3. Consider this concrete example of the above:
Was it the reason associated with science, or was it moral values that produced poison gas, barbed wire, high explosives, experiments in eugenics, the formula for Zyklon B, heavy artillery, pseudo-scientific justifications for mass murder, cluster bombs,
attack submarines, napalm, inter continental ballistic missiles, military space platforms, and nuclear weapons? Which was it?
Berlinski, The Devils Delusion
4. If you are a philosophical naturalist (="nature" is all that there is), then what sense do you make of ethics? Is morality natural? As the philosopher Simon Blackburn puts it in his Ruling Passions, the problem is one of finding room for ethics, or of placing ethics within the disenchanted, non-ethical order which we inhabit, and of which we are a part. "The task before us is to try to squeeze morality into the disenchanted natural world; as Blackburn says, this is above all to refuse appeal to a supernatural order. (i.e., God)
John Piippo: Naturalistic Ethics & Boiling Babies for Fun
a. But, examples of morality intrinsic in nature are as rare as hens teeth. What is left? "God is the source of morality, because morality is grounded in the character of God the moral law is a feature of Gods nature. Morality, is ultimately grounded in the perfect nature of God." (Ibid.)
5. Princeton philosopher Richard Rorty noted the change in authorship of morality: The West has cobbled together, in the course of the last two hundred years, a specifically secularist moral tradition one that regards the free consensus of the citizens of a democratic society, rather then the Divine Will, as the source of moral imperatives. Last Words from Richard Rorty | The Progressive
While Rorty considered this a great advance, consider how this fits the actions of Nazi Germany, in tune with its free consensus.
6. Faced with the poor results from reason sans values, many attempted to reinstate an earlier view, via what existentialists called a leap of faith.
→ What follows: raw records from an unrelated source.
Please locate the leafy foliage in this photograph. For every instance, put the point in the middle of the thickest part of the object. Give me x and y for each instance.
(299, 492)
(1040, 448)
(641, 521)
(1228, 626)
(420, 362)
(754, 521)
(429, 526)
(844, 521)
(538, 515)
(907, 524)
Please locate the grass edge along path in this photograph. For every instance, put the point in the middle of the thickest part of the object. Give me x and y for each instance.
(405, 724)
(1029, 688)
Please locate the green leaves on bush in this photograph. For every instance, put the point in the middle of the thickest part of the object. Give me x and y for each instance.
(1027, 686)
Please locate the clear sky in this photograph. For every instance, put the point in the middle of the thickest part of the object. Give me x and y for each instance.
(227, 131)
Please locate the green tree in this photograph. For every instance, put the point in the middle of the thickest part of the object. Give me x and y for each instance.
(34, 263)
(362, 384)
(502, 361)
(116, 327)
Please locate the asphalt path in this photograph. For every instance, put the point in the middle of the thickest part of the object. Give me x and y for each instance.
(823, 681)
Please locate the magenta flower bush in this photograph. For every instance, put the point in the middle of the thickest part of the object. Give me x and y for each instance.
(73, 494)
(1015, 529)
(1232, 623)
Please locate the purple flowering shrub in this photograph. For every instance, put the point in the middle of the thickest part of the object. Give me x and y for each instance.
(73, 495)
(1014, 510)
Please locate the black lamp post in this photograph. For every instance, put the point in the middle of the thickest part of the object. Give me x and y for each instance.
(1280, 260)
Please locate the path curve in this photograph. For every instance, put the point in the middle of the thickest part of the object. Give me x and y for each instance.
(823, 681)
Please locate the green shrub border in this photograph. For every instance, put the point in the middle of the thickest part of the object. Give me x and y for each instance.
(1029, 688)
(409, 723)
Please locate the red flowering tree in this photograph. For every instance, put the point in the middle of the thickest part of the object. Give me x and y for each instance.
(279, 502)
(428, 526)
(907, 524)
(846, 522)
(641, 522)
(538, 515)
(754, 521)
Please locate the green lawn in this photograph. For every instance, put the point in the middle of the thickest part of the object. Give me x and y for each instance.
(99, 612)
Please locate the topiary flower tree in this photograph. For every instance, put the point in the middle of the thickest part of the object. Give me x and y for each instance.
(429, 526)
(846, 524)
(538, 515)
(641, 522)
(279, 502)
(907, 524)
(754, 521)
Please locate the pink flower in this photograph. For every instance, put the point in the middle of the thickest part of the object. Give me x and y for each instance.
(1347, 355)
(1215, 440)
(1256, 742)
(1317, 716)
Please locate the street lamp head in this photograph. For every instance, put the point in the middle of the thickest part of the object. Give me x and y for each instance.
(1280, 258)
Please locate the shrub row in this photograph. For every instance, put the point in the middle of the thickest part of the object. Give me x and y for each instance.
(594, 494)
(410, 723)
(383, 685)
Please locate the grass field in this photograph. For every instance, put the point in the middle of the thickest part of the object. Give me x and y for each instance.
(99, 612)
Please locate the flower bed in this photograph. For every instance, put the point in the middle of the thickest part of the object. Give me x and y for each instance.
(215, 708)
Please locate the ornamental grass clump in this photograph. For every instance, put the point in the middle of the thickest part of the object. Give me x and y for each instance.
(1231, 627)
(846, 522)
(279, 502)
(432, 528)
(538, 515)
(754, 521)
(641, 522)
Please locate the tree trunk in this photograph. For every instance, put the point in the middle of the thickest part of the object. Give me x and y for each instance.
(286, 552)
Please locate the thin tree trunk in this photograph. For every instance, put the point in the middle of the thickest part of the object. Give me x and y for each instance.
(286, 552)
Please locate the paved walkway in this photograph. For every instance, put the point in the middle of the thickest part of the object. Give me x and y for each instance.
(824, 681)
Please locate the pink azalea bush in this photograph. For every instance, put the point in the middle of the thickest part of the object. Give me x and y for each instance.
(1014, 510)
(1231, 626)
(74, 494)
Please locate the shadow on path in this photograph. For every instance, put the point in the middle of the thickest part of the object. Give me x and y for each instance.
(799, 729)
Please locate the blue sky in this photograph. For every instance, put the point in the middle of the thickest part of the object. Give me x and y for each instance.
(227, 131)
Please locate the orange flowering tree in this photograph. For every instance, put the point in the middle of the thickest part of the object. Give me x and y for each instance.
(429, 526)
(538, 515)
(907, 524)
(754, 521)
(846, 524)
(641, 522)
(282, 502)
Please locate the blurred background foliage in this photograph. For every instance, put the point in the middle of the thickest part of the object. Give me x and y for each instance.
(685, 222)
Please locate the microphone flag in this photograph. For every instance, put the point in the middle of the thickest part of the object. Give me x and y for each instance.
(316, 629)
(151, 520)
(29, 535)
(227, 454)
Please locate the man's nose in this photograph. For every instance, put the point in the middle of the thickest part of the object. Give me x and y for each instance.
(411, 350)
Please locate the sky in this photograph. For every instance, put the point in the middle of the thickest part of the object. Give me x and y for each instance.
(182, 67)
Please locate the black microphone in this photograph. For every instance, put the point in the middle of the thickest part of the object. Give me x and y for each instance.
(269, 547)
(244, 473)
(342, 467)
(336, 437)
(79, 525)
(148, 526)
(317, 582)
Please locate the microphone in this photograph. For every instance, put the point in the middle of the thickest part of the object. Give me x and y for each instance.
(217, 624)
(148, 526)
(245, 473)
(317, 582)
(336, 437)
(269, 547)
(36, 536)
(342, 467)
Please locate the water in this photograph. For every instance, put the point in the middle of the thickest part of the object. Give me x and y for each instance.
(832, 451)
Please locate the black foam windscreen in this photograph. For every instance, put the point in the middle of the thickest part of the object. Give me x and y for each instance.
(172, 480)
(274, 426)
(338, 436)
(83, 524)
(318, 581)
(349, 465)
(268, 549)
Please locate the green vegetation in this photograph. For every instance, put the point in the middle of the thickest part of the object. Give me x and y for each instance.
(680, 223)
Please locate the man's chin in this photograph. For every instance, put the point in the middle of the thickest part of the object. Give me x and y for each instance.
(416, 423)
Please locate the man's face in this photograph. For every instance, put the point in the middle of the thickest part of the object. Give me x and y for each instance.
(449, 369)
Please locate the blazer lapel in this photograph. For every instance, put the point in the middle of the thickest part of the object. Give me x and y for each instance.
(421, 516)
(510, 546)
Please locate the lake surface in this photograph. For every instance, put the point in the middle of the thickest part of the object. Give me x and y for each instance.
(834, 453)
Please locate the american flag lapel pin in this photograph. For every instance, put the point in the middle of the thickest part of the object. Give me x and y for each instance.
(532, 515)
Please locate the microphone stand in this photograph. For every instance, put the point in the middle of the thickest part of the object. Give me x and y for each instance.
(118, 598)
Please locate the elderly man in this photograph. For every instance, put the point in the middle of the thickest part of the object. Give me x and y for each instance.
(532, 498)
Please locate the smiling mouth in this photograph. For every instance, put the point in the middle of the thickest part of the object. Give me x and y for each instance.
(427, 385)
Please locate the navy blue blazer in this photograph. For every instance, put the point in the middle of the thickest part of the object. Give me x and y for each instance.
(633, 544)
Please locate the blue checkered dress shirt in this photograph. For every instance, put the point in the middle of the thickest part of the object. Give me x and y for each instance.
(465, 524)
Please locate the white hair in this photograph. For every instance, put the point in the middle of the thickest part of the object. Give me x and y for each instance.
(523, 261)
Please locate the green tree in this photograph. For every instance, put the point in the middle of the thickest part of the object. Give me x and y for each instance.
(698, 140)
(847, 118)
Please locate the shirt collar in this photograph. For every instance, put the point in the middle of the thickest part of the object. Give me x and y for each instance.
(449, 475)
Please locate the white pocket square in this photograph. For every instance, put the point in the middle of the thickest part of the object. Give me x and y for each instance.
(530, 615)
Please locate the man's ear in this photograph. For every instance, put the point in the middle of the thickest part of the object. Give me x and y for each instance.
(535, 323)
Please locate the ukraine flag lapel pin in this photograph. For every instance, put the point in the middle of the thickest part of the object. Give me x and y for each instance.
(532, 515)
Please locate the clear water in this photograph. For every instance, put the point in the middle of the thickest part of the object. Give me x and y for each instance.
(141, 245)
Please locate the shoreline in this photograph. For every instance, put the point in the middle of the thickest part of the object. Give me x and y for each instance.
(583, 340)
I hope that one would see the irony, or the closing of the circle, by the incorporation of faith back into behavior.
The phrase was, in fact, a trademark of sorts of the first existentialist, Søren Kierkegaard, himself a Danish Protestant. They endorsed a split between science as fact, and religion as meaning, asserting that religious statements demanded an existential leap.
Douglas Sloan, Faith and Knowledge, p. 121,123,126.
Proverbs 1:7 The fear of the LORD is the beginning of knowledge, but fools despise wisdom and discipline.